The AMISOR mooring hunt

On 26 January 2002, when Aurora Australis set out from Hobart on the seventh voyage of the summer season, the major oceanic research objective around which the voyage schedule was planned — recovery of nine moorings with attached instruments — looked a lost cause. Sea-ice covered the region in front of the Amery Ice Shelf where the supply ship Polar Bird had been beset only weeks before.

The instrument moorings had been deployed a year earlier to complement 24 current, depth and conductivity casts. The invaluable data they had gathered was the main incentive to make an extra effort to retrieve them.

The use of satellite information was critical to the success of the voyage, allowing plans for the movement of the ship to be highly effective in combating the unseasonal conditions. Daily satellite images of weather and ice conditions provided the information needed to make the best of the changing conditions. Patience was rewarded when satellite images revealed a small area of open water at the eastern end of the Amery and the ship was able to enter, allowing the work to begin.

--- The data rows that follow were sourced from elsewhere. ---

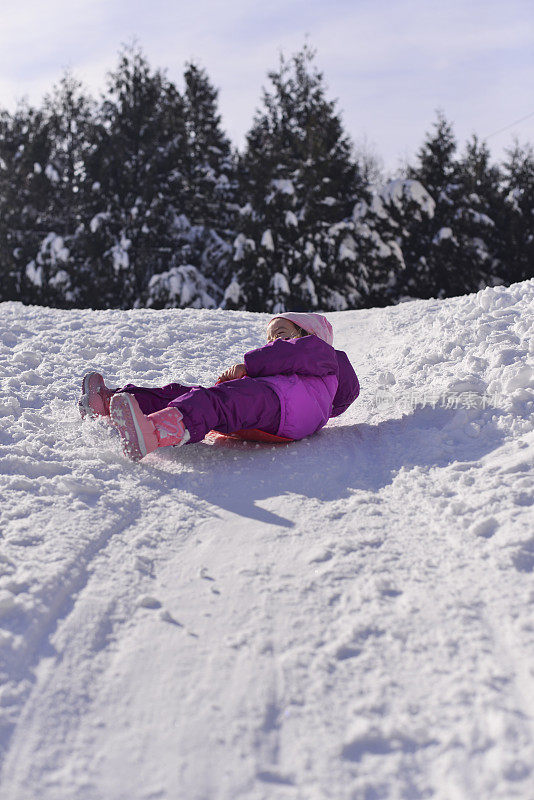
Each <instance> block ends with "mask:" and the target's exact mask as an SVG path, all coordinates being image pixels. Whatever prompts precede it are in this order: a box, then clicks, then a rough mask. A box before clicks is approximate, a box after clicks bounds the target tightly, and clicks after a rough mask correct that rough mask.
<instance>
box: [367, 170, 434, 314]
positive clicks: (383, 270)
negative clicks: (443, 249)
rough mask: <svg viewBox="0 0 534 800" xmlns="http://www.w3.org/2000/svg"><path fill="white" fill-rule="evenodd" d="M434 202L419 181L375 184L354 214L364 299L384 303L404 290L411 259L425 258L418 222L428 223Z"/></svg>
mask: <svg viewBox="0 0 534 800" xmlns="http://www.w3.org/2000/svg"><path fill="white" fill-rule="evenodd" d="M435 205H436V204H435V202H434V200H433V199H432V198H431V197H430V195H429V193H428V192H427V191H426V189H425V188H424V186H423V185H422V184H421V183H419V181H416V180H411V179H396V180H393V181H389V182H388V183H386V184H384V185H383V186H379V187H376V188H375V189H374V190H373V191H372V193H371V197H370V199H369V201H365V200H363V201H360V202H359V203H357V204H356V206H355V208H354V212H353V223H354V239H355V242H356V248H355V250H354V258H355V261H356V262H357V264H358V269H359V285H360V303H361V304H362V305H365V306H384V305H389V304H390V303H392V302H395V301H396V300H398V299H399V297H400V296H401V295H402V294H404V292H405V286H406V282H407V281H406V275H405V273H406V261H408V262H409V263H413V262H417V260H418V259H419V258H420V257H421V255H422V254H421V252H420V249H419V242H418V240H417V238H416V237H414V236H413V235H411V233H410V231H413V229H414V226H420V227H423V226H425V225H428V224H429V222H430V221H431V220H432V218H433V216H434V209H435Z"/></svg>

Over the following two weeks, Aurora Australis crisscrossed the face of the ice shelf several times to make the best of opportunities when the ice drifted away from mooring and instrument sites. This meant many hours of waiting, using the ship’s propellers to clear ice. It also meant returning to some sites several times to get the right conditions — releasing a mooring prematurely could mean losing the data and the equipment under the ice. One site was visited five times before its mooring was successfully retrieved.